A.: Numerous factors can contribute to a bond not being formed between the concrete and the reinforcing steel. Most are directly related to construction techniques and quality control on the jobsite.

Consolidation problems top the list. Concrete placed at a very low slump and not consolidated can "hang" top size aggregate on top of the bar. That can create a void below the bar as the plastic concrete settles. However, a crack typically forms directly above the bar where that has occurred.

Bond formation may also be inhibited when placing an elevated concrete slab while the reinforcing steel is subject to continuous vibration.

The temperature of the steel at the time of concrete placement can also be a factor. Steel placed outdoors in direct sunlight in hot weather can become so warm that it can have a drying effect where it contacts the concrete, preventing good hydration and bonding. On the other hand, steel placed outdoors in freezing weather, even with heated concrete, can retard the set of the adjacent concrete.
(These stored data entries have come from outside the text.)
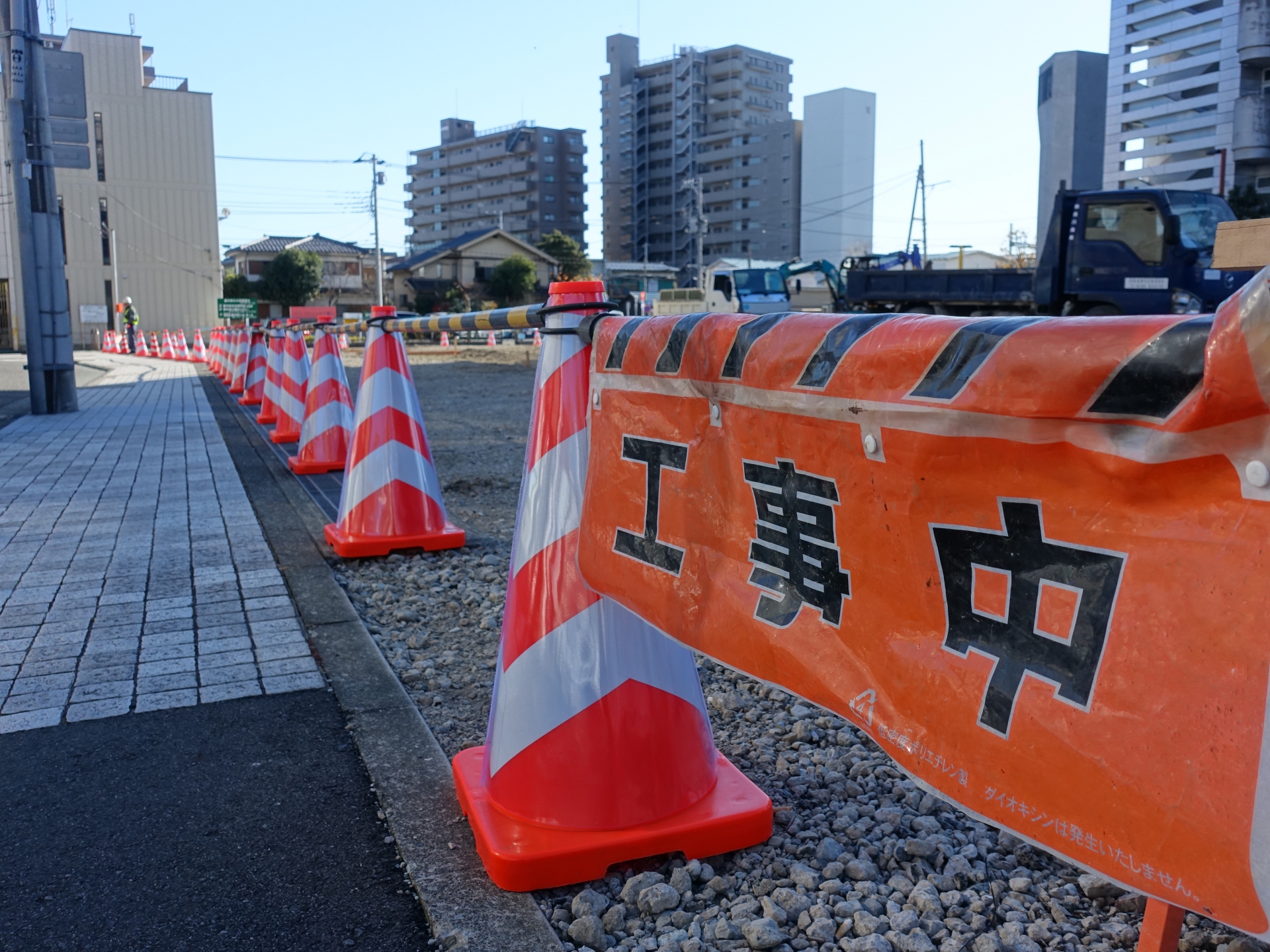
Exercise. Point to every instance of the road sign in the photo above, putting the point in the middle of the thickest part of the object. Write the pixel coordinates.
(235, 309)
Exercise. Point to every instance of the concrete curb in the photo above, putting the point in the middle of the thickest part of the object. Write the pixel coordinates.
(411, 772)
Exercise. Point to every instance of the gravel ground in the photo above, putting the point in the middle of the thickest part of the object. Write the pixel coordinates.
(861, 859)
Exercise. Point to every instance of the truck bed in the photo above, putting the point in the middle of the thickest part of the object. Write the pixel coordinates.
(994, 287)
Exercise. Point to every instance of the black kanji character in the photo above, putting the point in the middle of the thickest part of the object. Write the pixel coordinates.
(1028, 557)
(656, 455)
(795, 557)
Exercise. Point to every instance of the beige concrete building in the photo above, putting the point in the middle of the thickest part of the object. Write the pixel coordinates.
(142, 220)
(524, 178)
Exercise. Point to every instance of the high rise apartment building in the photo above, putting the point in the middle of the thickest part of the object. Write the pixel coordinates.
(1071, 118)
(700, 157)
(1187, 89)
(523, 178)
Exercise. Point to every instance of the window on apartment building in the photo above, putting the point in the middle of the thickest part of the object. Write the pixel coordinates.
(103, 212)
(1046, 87)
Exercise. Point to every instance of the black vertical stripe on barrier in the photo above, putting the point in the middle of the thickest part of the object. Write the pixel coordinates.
(964, 354)
(618, 352)
(835, 347)
(1156, 380)
(672, 356)
(746, 337)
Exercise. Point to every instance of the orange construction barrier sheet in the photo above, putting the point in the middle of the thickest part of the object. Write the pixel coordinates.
(1027, 555)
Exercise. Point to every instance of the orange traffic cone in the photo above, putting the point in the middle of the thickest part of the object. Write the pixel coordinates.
(599, 748)
(238, 367)
(328, 428)
(292, 386)
(253, 385)
(392, 498)
(272, 376)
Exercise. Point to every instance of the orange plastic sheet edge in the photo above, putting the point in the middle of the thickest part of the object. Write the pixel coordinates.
(1027, 555)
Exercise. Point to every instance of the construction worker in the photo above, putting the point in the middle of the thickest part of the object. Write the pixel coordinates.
(130, 321)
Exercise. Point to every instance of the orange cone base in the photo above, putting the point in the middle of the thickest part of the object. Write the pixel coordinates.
(349, 546)
(521, 856)
(308, 469)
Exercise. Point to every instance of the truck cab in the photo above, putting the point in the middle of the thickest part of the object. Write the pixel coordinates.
(1134, 252)
(732, 287)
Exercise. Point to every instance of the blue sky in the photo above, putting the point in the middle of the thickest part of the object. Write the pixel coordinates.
(328, 80)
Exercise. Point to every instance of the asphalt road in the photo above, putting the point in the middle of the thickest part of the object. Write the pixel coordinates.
(238, 825)
(15, 394)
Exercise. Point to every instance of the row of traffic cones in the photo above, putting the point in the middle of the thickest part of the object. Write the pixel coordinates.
(173, 348)
(392, 498)
(599, 748)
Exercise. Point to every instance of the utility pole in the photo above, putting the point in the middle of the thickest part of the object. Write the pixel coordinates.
(919, 190)
(376, 180)
(114, 263)
(46, 309)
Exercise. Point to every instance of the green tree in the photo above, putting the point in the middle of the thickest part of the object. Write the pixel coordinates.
(574, 266)
(1246, 204)
(237, 286)
(512, 281)
(294, 277)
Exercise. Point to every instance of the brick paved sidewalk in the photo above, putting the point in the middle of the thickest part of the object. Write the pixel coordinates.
(134, 575)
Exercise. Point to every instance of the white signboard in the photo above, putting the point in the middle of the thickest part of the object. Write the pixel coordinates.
(1146, 284)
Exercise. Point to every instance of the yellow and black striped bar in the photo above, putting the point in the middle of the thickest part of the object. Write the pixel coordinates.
(498, 319)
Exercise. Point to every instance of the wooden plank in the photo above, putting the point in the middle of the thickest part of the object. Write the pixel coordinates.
(1242, 245)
Although you don’t describe the condition of the steel, that too can yield some clues. Very light rust is not usually a problem with reinforcement; it creates a roughened surface that may promote bonding. The cement is alkaline enough to strip light rust off and provide an acceptable bond. But there should be no loose scale or flaking. When that is present, failure is likely to occur where the mill scale separates from the reinforcing bars, effectively acting as a de-bonding layer. For more information on this topic, review the ASCC Position Statement #3 in Concrete Construction, September 2003, p. 52.

As far as the concrete composition goes, the delamination suggests there may have been excess bleed water and the slab was floated off before the bleed had finished. The excess may have come from water added at the site, often an effort to improve workability, for example. Excessive bleed water may also have collected under the reinforcement bars, thus preventing the bars from fully bonding to the concrete.